La Cour de cassation confirme la condamnation de l'Etat pour des contrôles au faciès
Dans une décision de principe, la juridiction suprême de l'ordre judiciaire confirme la responsabilité de l'Etat pour des contrôles de police jugés discriminatoires.

Oui, la police procède à des contrôles d'identité discriminatoires. La Cour de cassation l'a confirmé, dans un arrêt rendu mercredi, rendant ainsi définitive la condamnation de l’Etat pour des contrôles d’identité abusifs. La décision, qui fera jurisprudence, met un terme à la bataille judiciaire de treize plaignants, noirs et arabes, pour voir leur préjudice reconnu. Le Défenseur des Droits salue «une avancée majeure pour la garantie des droits des citoyens».

D’abord déboutés en première instance, puis soutenus par le Défenseur des droits, Jacques Toubon, cinq d’entre eux avaient obtenu satisfaction devant la Cour d’appel de Paris, en mars 2015. L’Etat avait alors été condamné pour «faute lourde» à verser des dommages-intérêts aux plaignants. La Cour de cassation valide donc le raisonnement des juges d’appel, estimant qu’un contrôle d’identité qui a pour seule base des caractéristiques physiques liées à une origine réelle ou supposée constitue une discrimination. Dans ce cas, la responsabilité de l’Etat est engagée.

Dans sa décision, la Cour de cassation précise la méthodologie pour déterminer si un contrôle est abusif ou non. Une personne qui saisit la justice doit apporter des éléments «qui laissent présumer l’existence d’une discirmination». C'est ensuite à l’administration de démontrer, soit une absence de discrimination, soit une différence de traitement «justifiée par des éléments objectifs», comme la correspondance au signalement d’un suspect recherché. Au juge, ensuite, de trancher, en fonction de la situation.

Un camouflet pour Valls

La condamnation de l’Etat est confirmée pour l’instant dans trois des cinq cas retenus par la Cour d’appel. Les deux autres condamnations sont cassées et seront rejugées. Dans un cas, le dossier a été cassé pour vice de forme, mais son caractère discriminatoire devrait être confirmé sans difficultés en appel. Pour l’autre, le juge aura à procéder à un nouvel examen des «éléments objectifs», pour déterminer si le contrôle était effectivement discriminatoire.

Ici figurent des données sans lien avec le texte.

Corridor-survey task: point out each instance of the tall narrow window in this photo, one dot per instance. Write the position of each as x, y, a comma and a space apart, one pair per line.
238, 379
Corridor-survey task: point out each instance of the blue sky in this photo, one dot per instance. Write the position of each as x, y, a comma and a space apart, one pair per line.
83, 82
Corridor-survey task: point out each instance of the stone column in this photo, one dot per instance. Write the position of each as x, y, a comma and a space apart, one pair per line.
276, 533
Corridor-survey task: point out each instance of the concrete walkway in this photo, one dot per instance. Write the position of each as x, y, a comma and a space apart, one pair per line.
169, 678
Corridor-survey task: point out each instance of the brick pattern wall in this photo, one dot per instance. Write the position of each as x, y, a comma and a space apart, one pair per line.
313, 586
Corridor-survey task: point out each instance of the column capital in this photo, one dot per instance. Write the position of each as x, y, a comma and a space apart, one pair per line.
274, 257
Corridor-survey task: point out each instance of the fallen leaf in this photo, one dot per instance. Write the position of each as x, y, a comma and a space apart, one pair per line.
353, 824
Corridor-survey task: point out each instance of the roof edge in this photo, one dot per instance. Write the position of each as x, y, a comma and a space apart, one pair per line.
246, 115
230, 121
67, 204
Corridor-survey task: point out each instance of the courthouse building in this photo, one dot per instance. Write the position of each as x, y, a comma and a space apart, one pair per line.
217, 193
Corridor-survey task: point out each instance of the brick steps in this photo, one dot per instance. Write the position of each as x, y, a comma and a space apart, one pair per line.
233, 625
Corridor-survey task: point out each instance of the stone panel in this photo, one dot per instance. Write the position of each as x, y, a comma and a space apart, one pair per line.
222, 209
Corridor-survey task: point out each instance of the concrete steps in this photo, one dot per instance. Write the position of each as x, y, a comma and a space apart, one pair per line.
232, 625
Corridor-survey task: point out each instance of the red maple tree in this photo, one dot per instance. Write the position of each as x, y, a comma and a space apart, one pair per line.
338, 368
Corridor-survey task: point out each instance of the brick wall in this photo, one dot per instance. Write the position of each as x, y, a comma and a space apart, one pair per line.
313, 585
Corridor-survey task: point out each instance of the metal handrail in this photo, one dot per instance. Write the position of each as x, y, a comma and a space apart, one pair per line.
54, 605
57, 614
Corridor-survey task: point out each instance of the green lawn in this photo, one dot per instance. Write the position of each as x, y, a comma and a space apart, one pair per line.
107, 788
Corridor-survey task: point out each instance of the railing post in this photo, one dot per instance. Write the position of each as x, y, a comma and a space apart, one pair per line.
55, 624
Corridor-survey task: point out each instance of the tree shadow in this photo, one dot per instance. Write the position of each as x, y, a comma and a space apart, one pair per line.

Après la condamnation de l’Etat par la Cour d’appel en 2015, la décision d’un pourvoi en cassation avait donné lieu à un arbitrage entre, d’un côté, Manuel Valls qui y était favorable, et de l'autre côté, Christiane Taubira, farouchement opposée. C’est Matignon qui l’avait emporté. Cet arrêt inflige donc une importante défaite symbolique au Premier ministre. Les huit autres personnes contrôlées dont l’appel avait été rejeté s’étaient également pourvues en cassation. Pour elles aussi, la Cour de cassation a confirmé la position de la Cour d’appel: ces contrôles n’étaient pas discriminatoires.

Cette condamnation définitive pourrait conduire à un important contentieux. De nombreux contrôles d'identité ont lieu chaque jour. Combien sont discriminatoires ? Depuis 2011, le collectif d'associations Stop contrôle au faciès, à l'origine de cette procédure contre l'Etat, a été contacté par plus de 2200 personnes.